A lógica é parecida com a de uma conta poupança, mas com uma diferença fundamental: você não está emprestando dinheiro para um banco. Está oferecendo suas moedas como garantia de que vai se comportar honestamente dentro de uma rede descentralizada. Se agir corretamente, ganha. Se tentar fraudar, parte das moedas é destruída como punição.
Esse mecanismo só existe porque as redes modernas adotaram um modelo chamado Proof of Stake (PoS), ou “prova de participação”. No PoS, quem tem mais moedas bloqueadas tem mais chance de ser escolhido para validar o próximo bloco — e quem é escolhido recebe a recompensa daquele bloco. A segurança não vem de gastar energia (como no Bitcoin), mas de ter capital comprometido na rede.

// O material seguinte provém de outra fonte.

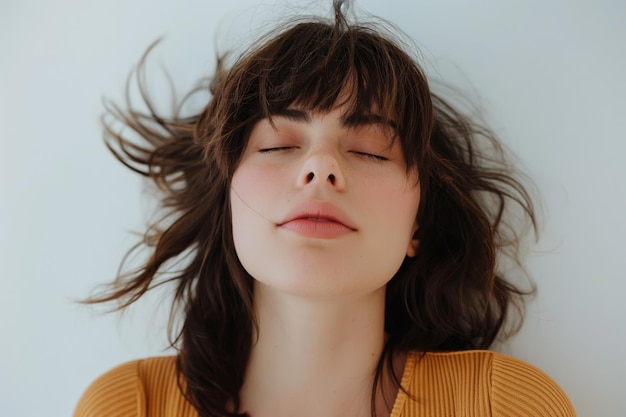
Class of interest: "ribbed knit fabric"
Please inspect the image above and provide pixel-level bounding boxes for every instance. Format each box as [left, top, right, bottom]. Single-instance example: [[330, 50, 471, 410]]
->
[[74, 351, 575, 417]]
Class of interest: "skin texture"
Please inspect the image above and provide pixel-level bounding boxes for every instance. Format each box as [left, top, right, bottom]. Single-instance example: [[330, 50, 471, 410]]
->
[[231, 102, 420, 417], [231, 104, 420, 297]]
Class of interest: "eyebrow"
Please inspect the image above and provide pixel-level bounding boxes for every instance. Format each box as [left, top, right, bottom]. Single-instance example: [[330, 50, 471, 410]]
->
[[272, 108, 398, 131]]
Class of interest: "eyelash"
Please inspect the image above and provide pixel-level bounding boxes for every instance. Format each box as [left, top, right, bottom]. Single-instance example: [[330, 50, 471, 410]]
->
[[259, 146, 294, 153], [352, 151, 389, 162], [259, 146, 389, 162]]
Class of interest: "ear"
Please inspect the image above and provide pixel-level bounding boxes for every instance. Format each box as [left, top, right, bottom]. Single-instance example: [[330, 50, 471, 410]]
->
[[406, 223, 419, 258]]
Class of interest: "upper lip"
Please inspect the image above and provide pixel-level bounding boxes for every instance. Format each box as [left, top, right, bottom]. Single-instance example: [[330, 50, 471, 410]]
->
[[278, 200, 356, 230]]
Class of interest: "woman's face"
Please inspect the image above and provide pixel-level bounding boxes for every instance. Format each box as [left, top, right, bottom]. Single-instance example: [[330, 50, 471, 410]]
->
[[230, 107, 420, 297]]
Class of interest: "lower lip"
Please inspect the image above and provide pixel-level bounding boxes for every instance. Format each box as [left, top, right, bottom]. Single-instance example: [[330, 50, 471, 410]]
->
[[280, 219, 354, 239]]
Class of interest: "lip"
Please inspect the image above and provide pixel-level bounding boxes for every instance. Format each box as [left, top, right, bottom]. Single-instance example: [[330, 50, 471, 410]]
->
[[278, 201, 357, 238]]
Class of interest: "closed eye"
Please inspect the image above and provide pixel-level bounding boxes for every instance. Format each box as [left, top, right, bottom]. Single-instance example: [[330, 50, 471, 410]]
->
[[259, 146, 295, 153], [352, 151, 389, 161]]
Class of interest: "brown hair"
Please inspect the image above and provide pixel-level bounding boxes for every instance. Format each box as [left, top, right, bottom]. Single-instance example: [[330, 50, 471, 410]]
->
[[88, 6, 535, 416]]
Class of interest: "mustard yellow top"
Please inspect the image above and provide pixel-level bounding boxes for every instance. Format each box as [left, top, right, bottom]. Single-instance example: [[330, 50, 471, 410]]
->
[[74, 350, 575, 417]]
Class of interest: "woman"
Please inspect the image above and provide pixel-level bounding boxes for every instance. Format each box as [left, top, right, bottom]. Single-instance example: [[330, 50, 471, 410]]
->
[[75, 2, 574, 417]]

Como Funciona o Staking na Prática
Quando você faz staking, suas moedas vão para um contrato inteligente ou são delegadas a um validador. Esse validador opera um servidor que está sempre online, processando transações e produzindo blocos quando é selecionado.
O processo segue mais ou menos esta sequência:
- Você decide quanto vai colocar em stake. Em algumas redes existe um valor mínimo (ETH exige 32 unidades para rodar um validador próprio); em outras, qualquer fração serve.

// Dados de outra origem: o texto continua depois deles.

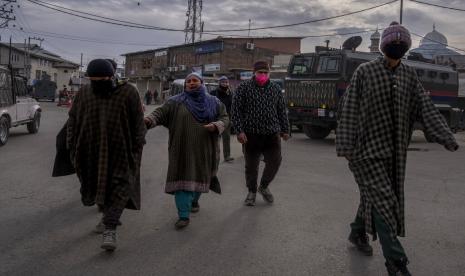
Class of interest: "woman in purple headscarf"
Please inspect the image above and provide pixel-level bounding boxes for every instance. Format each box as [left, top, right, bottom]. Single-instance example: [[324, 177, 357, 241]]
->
[[145, 73, 229, 229]]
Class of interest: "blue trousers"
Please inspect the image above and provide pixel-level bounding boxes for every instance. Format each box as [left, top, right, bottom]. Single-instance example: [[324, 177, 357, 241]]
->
[[174, 191, 201, 219]]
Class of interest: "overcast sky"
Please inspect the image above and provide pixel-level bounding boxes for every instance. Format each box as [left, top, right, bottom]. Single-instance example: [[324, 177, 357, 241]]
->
[[0, 0, 465, 65]]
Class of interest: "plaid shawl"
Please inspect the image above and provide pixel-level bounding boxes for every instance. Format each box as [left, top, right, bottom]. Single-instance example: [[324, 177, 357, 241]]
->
[[336, 58, 457, 236], [67, 84, 146, 209]]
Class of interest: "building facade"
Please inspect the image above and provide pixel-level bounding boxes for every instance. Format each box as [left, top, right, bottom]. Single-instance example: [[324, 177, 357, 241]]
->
[[0, 43, 79, 89], [123, 37, 302, 95]]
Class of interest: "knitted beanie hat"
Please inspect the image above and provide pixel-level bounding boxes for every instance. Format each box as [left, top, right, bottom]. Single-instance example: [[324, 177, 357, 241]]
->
[[186, 72, 203, 83], [379, 21, 412, 52], [253, 60, 270, 72], [87, 59, 115, 77]]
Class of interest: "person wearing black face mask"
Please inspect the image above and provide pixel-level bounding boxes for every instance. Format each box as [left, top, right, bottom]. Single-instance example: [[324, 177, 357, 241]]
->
[[336, 22, 458, 276], [211, 76, 234, 162], [67, 59, 147, 250]]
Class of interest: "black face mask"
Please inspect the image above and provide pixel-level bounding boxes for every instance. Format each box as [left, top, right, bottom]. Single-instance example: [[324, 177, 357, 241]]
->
[[90, 79, 115, 95], [384, 43, 408, 59]]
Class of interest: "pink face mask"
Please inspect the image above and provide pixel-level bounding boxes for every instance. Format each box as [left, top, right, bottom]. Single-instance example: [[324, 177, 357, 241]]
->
[[255, 74, 269, 86]]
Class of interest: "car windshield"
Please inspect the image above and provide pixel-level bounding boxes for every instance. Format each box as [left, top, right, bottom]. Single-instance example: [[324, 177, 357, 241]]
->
[[0, 71, 13, 107], [290, 57, 313, 75], [317, 56, 341, 74]]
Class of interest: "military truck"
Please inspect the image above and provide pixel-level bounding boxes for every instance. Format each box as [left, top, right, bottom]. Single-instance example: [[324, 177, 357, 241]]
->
[[285, 47, 463, 140], [0, 66, 42, 146]]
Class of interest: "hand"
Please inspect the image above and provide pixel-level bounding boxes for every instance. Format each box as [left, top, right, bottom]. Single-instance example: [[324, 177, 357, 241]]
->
[[144, 117, 152, 128], [237, 132, 247, 144], [444, 143, 459, 151], [203, 123, 217, 132]]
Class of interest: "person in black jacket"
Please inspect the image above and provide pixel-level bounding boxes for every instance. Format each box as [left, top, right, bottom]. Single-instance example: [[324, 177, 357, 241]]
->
[[211, 76, 234, 162], [231, 61, 289, 206]]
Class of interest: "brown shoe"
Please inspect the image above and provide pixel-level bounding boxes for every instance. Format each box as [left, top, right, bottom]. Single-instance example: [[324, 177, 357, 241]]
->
[[174, 218, 190, 230], [100, 229, 117, 251], [244, 192, 257, 206], [258, 186, 274, 203], [191, 202, 200, 213]]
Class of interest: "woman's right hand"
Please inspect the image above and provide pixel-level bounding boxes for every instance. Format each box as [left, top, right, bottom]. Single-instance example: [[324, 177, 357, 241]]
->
[[237, 132, 247, 144], [144, 117, 152, 128]]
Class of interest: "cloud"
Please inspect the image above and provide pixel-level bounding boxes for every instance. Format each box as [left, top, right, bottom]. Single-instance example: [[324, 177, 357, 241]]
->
[[7, 0, 465, 66]]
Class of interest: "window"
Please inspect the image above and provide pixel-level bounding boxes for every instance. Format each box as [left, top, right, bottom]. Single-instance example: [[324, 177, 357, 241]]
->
[[428, 71, 438, 79], [417, 69, 425, 77], [290, 57, 313, 75], [317, 56, 341, 74]]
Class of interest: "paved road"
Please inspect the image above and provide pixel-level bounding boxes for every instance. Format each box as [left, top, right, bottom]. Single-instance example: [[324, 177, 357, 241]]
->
[[0, 103, 465, 276]]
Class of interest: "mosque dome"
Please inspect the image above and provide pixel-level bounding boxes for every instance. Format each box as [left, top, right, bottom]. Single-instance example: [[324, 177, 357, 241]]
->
[[370, 29, 381, 39], [420, 25, 447, 47], [410, 25, 459, 60]]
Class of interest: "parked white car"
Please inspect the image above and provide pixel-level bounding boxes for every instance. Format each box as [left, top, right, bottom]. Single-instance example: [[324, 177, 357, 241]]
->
[[0, 66, 42, 146]]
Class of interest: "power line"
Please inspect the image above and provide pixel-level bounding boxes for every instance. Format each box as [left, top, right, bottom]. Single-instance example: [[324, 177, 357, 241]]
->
[[26, 0, 184, 32], [205, 0, 398, 32], [12, 26, 179, 47], [26, 0, 398, 35], [410, 32, 465, 52], [410, 0, 465, 11]]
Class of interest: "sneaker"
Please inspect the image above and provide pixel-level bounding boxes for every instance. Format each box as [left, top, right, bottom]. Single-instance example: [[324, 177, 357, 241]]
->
[[174, 218, 190, 230], [93, 220, 105, 234], [385, 259, 412, 276], [224, 156, 234, 162], [191, 202, 200, 213], [93, 220, 123, 234], [258, 186, 274, 203], [100, 229, 116, 251], [244, 192, 257, 206], [349, 231, 373, 256]]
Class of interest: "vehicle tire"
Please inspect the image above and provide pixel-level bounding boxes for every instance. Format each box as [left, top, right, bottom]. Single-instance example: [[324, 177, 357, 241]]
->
[[303, 125, 331, 139], [425, 133, 436, 143], [0, 117, 10, 147], [27, 112, 40, 133]]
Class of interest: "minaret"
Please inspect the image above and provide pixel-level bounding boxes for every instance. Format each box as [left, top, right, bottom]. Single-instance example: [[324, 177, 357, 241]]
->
[[368, 27, 381, 53]]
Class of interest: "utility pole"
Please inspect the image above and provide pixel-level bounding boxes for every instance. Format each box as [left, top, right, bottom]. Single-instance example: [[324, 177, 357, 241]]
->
[[0, 0, 16, 28], [184, 0, 204, 43], [247, 18, 252, 37], [399, 0, 404, 25], [26, 36, 45, 79], [79, 53, 83, 89]]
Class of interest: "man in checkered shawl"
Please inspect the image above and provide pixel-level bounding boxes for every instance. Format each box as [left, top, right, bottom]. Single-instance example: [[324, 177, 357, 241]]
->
[[336, 22, 458, 275], [67, 59, 146, 250]]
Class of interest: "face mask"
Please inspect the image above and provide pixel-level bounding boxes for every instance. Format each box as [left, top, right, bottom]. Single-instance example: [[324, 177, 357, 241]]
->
[[90, 79, 115, 94], [255, 74, 269, 86], [384, 43, 408, 59]]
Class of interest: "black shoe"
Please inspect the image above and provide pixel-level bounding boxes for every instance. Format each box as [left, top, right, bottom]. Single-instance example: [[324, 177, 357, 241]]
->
[[385, 259, 412, 276], [174, 218, 190, 230], [191, 202, 200, 213], [349, 231, 373, 256], [244, 192, 257, 206], [100, 229, 117, 251], [258, 186, 274, 203], [224, 156, 234, 162]]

- Você escolhe um validador. Pode ser você mesmo (caro e técnico) ou um terceiro que opera a infraestrutura por uma taxa.
- A rede bloqueia suas moedas. Durante esse período, você não pode movê-las, vendê-las nem usá-las em outras aplicações.

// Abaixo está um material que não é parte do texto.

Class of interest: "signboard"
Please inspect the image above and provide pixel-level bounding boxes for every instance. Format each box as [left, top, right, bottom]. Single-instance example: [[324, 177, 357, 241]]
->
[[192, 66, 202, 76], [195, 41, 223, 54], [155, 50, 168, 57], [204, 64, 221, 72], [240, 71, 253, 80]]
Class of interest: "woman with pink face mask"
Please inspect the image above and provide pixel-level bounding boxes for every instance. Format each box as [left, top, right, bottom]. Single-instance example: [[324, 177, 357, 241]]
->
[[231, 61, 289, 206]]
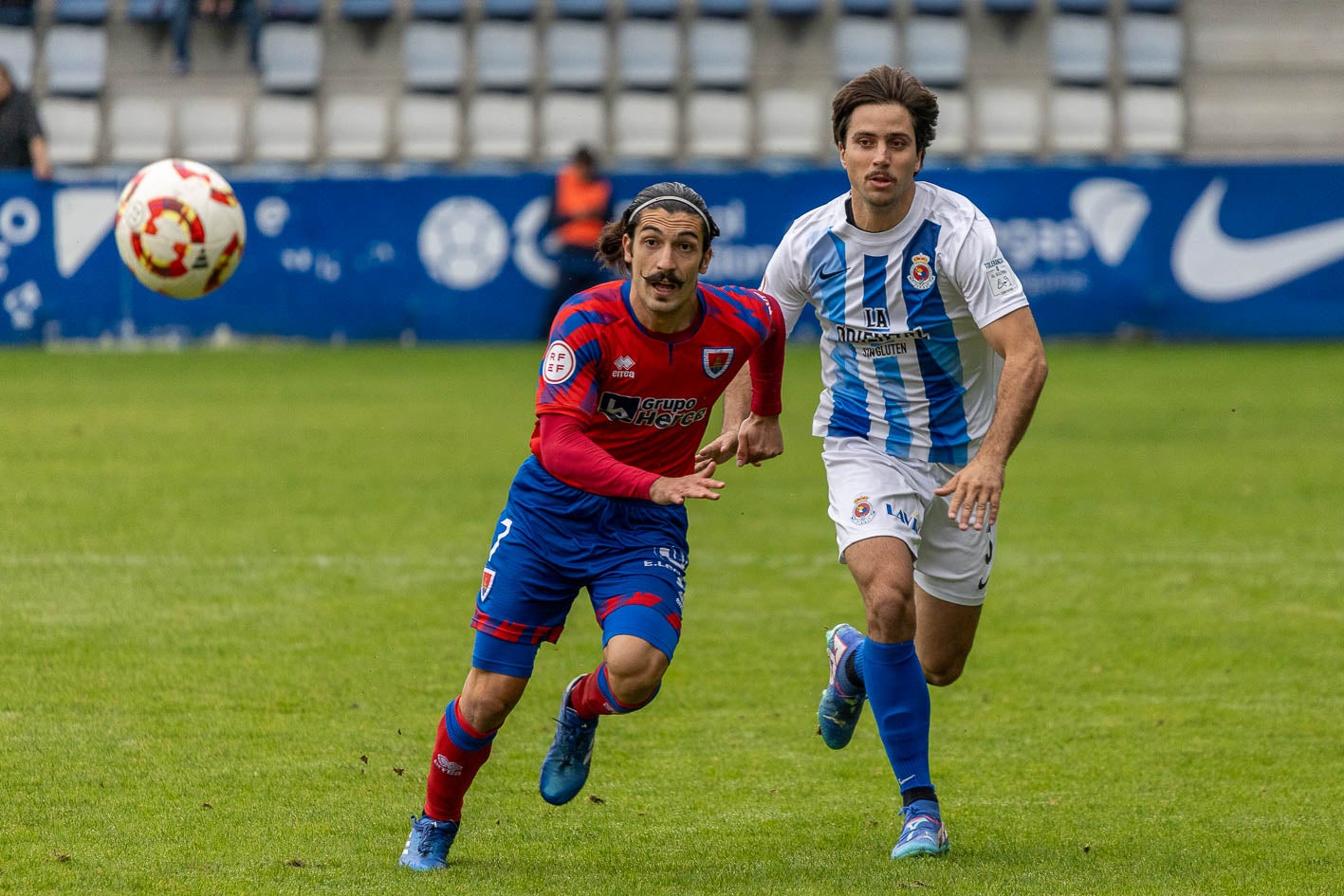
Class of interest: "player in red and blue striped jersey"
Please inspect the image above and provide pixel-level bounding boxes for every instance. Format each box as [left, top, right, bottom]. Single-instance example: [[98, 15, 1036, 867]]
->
[[400, 183, 785, 870]]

- As recompensas são distribuídas. Cada rede tem sua frequência — Ethereum credita a cada época (~6 minutos), Cardano a cada época de 5 dias.
- Você decide se mantém ou retira. Quando solicita o “unstake”, há um período de espera antes das moedas voltarem a ficar líquidas.
O período de unstake varia muito. No Ethereum, hoje, leva de poucos dias a algumas semanas dependendo da fila. No Cardano, é imediato. No Polkadot, são 28 dias. Esse detalhe importa: se o preço da moeda despencar, você não consegue sair rápido.
Proof of Stake vs Proof of Work
Antes do staking existir, as redes blockchain dependiam de mineração — o famoso modelo do Bitcoin, conhecido como Proof of Work. Comparar os dois ajuda a entender por que o staking se tornou dominante:
| Critério | Proof of Work (mineração) | Proof of Stake (staking) |
|---|---|---|
| Como valida | Resolve problemas matemáticos com hardware | Bloqueia moedas como garantia |
| Consumo de energia | Alto (data centers gigantes) | Baixo (servidores comuns) |
| Hardware necessário | ASICs e GPUs caras | Computador comum com boa conexão |
| Barreira de entrada | Capital alto + know-how técnico | Apenas comprar moedas |
| Recompensa | Bitcoins recém-criados + taxas | Moedas recém-emitidas + taxas |
| Quem usa | Bitcoin, Litecoin, Dogecoin | Ethereum, Cardano, Solana, Polkadot |
A migração do Ethereum para Proof of Stake reduziu o consumo de energia da rede em aproximadamente 99,95%, segundo a Ethereum Foundation. Foi um dos eventos mais relevantes do mercado nos últimos anos e abriu o caminho para o staking se popularizar.
Tipos de Staking
Nem todo staking funciona igual. As três modalidades principais têm características bem diferentes em termos de complexidade, retorno e risco.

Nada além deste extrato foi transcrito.